Redações vazias I

Novamente sinto alguém batendo na porta. As batidas doces e suaves que quase não escuto. Quem bate parece não querer me despertar. Onde está minha reação? Por que não consigo levantar para atender a porta?

Pela janela vejo o reflexo, a sombra de alguém aguardando do lado de fora esperando a porta se abrir. Continuo deitado aqui, sem me mover, sem ao menos gritar: - A porta está aberta pra você entrar!

A brisa forte faz a cortina balançar, enquanto meus olhos piscam consigo enxergar os fios de cabelos brincando com o vento. A casa está uma bagunça, tão desarrumada... Não posso receber uma visita assim!

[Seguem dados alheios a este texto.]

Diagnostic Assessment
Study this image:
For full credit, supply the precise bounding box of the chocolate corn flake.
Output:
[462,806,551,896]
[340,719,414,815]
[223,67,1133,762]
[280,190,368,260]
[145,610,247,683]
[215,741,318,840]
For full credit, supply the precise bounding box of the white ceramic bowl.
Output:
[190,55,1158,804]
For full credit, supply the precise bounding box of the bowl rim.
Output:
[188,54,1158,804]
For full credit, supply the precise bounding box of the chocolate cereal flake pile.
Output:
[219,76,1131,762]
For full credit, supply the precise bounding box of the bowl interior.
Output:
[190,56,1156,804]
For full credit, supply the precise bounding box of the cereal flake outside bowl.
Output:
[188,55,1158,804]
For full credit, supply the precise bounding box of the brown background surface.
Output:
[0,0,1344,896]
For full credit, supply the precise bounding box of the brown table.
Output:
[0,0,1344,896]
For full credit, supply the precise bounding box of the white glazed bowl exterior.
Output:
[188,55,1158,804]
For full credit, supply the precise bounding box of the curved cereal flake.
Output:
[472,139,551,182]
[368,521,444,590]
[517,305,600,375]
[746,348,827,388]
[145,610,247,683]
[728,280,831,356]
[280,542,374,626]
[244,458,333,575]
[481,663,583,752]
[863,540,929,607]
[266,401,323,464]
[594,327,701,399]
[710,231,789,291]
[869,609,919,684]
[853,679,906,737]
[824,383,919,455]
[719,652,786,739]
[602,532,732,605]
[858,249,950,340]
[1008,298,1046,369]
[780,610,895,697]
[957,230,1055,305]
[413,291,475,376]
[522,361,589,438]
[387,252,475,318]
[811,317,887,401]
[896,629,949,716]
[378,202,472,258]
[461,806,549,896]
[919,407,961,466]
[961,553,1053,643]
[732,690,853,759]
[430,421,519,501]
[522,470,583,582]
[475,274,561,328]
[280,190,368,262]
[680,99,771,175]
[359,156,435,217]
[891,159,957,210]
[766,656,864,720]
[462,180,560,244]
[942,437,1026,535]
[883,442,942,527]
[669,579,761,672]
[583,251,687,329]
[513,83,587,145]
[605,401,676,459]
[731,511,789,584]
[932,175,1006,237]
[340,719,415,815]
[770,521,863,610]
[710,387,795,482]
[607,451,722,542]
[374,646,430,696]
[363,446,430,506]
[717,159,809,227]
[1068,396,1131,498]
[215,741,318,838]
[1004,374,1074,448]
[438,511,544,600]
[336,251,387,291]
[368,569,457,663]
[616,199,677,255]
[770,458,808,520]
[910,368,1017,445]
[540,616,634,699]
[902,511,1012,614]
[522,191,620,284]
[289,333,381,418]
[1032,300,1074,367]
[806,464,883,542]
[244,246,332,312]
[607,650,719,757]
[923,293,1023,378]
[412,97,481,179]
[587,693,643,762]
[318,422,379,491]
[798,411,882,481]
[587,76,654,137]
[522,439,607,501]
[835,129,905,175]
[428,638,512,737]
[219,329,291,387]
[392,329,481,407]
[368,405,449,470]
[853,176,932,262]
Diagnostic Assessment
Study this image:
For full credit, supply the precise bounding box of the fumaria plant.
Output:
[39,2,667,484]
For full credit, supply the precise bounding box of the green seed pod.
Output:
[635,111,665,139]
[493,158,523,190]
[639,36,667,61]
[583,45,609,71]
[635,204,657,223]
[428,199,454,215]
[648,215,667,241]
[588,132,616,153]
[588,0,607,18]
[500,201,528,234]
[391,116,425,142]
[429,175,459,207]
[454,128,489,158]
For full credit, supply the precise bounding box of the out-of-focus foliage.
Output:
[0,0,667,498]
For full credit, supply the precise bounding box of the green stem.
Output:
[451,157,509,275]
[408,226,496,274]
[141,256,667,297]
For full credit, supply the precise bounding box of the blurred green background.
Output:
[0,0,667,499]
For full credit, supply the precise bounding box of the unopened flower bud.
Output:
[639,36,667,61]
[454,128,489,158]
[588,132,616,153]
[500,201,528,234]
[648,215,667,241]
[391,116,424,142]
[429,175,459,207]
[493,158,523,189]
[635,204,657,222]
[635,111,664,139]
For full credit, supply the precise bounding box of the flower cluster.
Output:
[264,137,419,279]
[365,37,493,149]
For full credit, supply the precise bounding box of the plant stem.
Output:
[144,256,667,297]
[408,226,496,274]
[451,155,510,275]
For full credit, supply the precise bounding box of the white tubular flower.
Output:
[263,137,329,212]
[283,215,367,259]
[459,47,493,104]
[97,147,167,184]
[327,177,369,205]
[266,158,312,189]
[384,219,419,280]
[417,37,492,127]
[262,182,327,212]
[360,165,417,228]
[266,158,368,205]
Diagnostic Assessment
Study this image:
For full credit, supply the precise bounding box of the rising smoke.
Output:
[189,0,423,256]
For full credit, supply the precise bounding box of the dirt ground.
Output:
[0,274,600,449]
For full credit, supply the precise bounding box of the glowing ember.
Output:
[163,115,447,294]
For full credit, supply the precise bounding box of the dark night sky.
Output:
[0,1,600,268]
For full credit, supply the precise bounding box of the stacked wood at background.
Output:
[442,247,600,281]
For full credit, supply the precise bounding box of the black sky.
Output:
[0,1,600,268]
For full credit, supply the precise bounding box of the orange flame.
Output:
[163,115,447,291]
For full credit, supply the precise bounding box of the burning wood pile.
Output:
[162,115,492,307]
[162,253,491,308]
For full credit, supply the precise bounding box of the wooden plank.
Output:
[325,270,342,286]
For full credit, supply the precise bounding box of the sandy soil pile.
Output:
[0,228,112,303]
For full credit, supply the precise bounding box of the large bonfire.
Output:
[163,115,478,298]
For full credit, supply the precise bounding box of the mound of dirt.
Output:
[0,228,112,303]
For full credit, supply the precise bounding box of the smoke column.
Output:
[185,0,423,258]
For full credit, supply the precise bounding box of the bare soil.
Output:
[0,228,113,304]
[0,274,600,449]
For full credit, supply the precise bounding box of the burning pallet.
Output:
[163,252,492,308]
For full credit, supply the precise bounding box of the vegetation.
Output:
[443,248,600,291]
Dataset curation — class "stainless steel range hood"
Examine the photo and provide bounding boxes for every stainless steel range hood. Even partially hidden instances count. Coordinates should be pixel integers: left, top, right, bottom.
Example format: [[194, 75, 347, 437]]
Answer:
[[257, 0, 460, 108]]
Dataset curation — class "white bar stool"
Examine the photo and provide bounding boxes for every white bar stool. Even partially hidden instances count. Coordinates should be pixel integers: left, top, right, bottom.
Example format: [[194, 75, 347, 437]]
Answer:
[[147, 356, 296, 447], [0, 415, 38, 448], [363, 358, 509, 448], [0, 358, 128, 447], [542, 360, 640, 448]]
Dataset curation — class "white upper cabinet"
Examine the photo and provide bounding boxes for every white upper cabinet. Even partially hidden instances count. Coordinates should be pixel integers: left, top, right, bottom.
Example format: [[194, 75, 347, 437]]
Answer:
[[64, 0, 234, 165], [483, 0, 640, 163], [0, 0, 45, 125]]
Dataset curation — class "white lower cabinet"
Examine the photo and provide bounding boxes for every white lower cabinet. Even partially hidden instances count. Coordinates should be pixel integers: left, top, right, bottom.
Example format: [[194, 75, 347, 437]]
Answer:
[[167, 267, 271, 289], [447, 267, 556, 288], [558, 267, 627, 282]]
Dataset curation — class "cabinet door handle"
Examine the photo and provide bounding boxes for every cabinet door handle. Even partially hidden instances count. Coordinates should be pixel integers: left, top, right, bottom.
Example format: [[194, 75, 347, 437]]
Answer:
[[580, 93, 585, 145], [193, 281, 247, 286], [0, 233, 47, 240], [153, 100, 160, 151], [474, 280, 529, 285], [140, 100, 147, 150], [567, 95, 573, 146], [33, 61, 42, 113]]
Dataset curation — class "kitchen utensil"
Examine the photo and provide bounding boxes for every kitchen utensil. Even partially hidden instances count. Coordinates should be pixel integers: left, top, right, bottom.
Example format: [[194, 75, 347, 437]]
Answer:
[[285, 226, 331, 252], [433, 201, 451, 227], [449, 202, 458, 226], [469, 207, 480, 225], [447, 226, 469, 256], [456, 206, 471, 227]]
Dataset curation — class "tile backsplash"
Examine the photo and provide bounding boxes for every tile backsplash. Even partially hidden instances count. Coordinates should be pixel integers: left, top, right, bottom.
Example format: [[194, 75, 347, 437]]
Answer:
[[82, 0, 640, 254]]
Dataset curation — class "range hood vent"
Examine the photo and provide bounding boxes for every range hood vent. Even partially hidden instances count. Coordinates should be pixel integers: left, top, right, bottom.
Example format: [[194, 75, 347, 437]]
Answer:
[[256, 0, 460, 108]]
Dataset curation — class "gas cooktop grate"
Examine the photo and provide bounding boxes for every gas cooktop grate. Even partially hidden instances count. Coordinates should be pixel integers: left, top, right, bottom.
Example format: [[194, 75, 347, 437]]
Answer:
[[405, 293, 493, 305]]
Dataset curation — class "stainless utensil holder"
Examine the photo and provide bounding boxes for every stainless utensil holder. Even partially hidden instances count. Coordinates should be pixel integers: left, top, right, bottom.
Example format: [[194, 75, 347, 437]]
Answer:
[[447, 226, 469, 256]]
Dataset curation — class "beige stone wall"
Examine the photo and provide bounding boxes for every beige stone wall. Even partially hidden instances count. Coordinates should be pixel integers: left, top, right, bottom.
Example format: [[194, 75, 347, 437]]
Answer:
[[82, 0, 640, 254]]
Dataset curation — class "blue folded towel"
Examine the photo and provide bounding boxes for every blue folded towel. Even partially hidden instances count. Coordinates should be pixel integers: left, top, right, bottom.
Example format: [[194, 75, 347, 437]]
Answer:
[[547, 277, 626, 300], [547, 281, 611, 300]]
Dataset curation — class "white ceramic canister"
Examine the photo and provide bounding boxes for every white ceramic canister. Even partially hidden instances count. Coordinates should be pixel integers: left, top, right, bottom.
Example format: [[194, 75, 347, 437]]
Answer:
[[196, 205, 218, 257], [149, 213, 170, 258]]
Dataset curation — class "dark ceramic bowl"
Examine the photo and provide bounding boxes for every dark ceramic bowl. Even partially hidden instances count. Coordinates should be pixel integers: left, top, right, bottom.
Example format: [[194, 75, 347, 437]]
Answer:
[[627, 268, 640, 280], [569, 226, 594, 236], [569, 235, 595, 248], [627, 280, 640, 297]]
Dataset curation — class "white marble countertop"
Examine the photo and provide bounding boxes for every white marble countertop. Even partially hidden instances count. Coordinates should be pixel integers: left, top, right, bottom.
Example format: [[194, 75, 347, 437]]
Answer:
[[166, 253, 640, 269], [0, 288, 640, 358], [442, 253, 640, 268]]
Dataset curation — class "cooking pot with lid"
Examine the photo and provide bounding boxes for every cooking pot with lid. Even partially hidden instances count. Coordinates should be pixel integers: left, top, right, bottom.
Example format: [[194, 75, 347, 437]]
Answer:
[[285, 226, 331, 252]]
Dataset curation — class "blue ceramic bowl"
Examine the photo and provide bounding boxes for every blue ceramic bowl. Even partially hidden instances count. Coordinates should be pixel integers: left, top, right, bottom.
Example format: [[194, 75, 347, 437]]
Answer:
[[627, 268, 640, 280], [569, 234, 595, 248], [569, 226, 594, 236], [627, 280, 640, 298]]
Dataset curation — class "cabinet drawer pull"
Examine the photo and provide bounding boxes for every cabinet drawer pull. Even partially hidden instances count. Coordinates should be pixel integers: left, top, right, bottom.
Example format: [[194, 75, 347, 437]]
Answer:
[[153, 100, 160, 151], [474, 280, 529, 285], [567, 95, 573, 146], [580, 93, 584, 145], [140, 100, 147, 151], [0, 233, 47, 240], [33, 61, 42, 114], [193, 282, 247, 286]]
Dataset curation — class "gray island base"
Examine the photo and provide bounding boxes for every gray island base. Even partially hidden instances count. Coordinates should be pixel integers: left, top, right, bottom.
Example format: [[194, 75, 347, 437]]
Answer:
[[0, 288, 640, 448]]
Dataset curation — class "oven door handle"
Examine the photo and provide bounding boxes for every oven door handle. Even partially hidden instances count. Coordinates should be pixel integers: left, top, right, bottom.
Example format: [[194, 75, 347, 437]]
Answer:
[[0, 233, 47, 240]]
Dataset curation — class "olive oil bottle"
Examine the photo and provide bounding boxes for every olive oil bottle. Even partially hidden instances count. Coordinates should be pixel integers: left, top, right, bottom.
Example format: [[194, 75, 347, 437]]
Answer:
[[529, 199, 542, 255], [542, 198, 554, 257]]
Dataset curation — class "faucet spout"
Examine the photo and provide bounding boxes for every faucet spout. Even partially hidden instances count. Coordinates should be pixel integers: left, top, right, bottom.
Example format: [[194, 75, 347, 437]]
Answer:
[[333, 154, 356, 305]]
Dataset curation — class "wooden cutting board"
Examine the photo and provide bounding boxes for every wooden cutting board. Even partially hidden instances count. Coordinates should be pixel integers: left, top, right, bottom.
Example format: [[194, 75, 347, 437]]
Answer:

O silêncio então é interrompido pela voz, alguém me chama, grita meu nome repetida vezes. Um tom feminino, doce, delicado, conhecido... A mulher me chama dizendo seu nome, mas não consigo entender. Por que?

Pude ouvir o trinco da porta se abrindo. Seja lá quem for, parece que conhece o lugar onde está. Ela entra como se já tivesse vindo aqui, ou melhor dizendo, como se já tivesse morado aqui. Quem é ela?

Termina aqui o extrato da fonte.